What is the Driver’s License Hearing:
There are actually two parts to a DUI case in Utah, the criminal part and the “civil” part. The civil part exists because, under Utah law, your driver’s license is automatically suspended when either of these things happens:
- You are arrested for DUI (a “per se” suspension)
- You refuse to take a chemical test under Utah’s Implied Consent statute (“refusal” suspension)
The only way to fight this automatic suspension is to request a Driver’s License Review Hearing. You are required to request this hearing within 10 days of your arrest (as it says on the small print of your citation). If this 10 days passes, it is extremely hard or impossible to fight the suspension.
What happens at the Driver’s License Review Hearing:
The driver’s license review hearings take place not at the courthouse, but at various Driver’s License Division offices around the state (yeah, where you stand in line to get your license). The people present at the hearing are:
- Your Lawyer (if you’ve hired a lawyer)
- The Driver’s License Hearing Officer (this is not a judge)
- The law enforcement officer who arrested you (usually appearing by phone)
First, the law enforcement officer will testify as to why you were arrested and how the tests were given (if they were given). Then you (or your attorney) will have a chance to cross examine the officer and to try and convince the hearing officer that your license should not be suspended. For example, if you took a chemical test that showed .08 or above, you can argue that the test was inaccurate or improperly done. If you refused chemical tests, you can argue that the officer lacked “reasonable grounds” to arrest you for DUI, or that there was a procedural problem (such as problems with the warning “admonition” which is required to be given). Obviously, these are often technical arguments for which it helps to have an attorney.

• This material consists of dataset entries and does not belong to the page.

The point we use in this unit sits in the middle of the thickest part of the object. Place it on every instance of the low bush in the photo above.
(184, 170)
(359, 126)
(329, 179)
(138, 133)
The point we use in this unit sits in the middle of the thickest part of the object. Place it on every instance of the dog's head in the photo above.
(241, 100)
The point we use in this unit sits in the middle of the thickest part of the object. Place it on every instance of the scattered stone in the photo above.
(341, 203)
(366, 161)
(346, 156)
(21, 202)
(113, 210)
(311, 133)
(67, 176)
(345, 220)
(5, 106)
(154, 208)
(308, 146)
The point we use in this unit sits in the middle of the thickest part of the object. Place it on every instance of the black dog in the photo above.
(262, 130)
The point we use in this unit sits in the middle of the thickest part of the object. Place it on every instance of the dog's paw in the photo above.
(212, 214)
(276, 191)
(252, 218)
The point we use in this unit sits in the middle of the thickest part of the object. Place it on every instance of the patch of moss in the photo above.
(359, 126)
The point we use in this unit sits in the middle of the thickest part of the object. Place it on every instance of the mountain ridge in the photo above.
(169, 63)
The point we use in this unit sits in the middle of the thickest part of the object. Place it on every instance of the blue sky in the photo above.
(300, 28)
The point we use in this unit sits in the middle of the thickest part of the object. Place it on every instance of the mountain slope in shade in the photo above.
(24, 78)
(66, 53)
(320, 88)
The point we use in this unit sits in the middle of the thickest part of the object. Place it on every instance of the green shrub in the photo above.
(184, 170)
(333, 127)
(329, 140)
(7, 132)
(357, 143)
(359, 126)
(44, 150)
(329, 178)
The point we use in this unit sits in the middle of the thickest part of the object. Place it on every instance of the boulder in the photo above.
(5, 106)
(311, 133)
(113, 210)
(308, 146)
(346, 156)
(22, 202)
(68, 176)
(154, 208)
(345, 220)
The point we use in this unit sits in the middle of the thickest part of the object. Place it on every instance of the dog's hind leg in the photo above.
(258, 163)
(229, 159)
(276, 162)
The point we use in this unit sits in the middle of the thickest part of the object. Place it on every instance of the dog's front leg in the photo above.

How Long Can You Lose Your License:
If you did not request a hearing, or you requested a hearing and lost, then you automatically lose your license for the following periods:
If you refused the chemical test:
- 18 months for the first offense.
- 36 months on the second offense.
If you were arrested for DUI (and didn’t refuse the test):
- 120 days for the first offense.
- 2 years for the second offense.
(Note: these time-periods are for drivers over 21 years of age. The numbers differ for driver’s less than 21).
Your Driver’s License Hearing and Your Criminal Case:
The Driver’s License hearing is separate from your criminal case, so just because the hearing officer decides that you should lose your license does not mean that you will be found guilty in the criminal case. Similarly, just because you win at the driver’s license hearing does not mean that can’t be convicted in the criminal case.
But the “civil” process and the “criminal” process do interact with each other in some ways. For instance, if you hire a lawyer for both your driver’s license hearing and your criminal case, the driver’s license hearing gives your attorney a good chance to “preview” the criminal case and gather useful information that can be used to your benefit. Also, if your license is suspended at the hearing, but then the DUI case is dismissed, your license can be immediately unsuspended. If your charge is reduced from DUI to an Impaired Driving (see my post about the difference between DUI and Impaired Driving), the period of license suspension may be shortened.
Your Driver’s License Hearing and the Public Defender:
A DUI is a class B Misdemeanor with the possibility of jail time, so, if you qualify based on the income guidelines, you will get a public defender to represent you in the criminal case. However, the driver’s license hearing is not criminal, so the Constitutional requirement to provide indigent defendants with a public defender does not apply. That means, to have an attorney assist you at that hearing, you have to have a private one. If you’re interested in having a defense attorney’s help at the Driver’s License hearing, contact me.
How to Request a Driver’s License Hearing:
Your citation should describe how to request a hearing. If you want, you can use this form provided by the Utah department of public safety, and fax it to the number provided. You can also contact me, and I will help you request your driver’s license hearing during a free consultation about your case. Whatever you do, make sure to do it quickly so that you don’t miss your 10-day window. If you let that 10 days pass, it becomes virtually impossible to avoid automatic suspension, and if you’re thinking of hiring an attorney, it prevents your attorney from gathering useful information to prepare for your criminal case.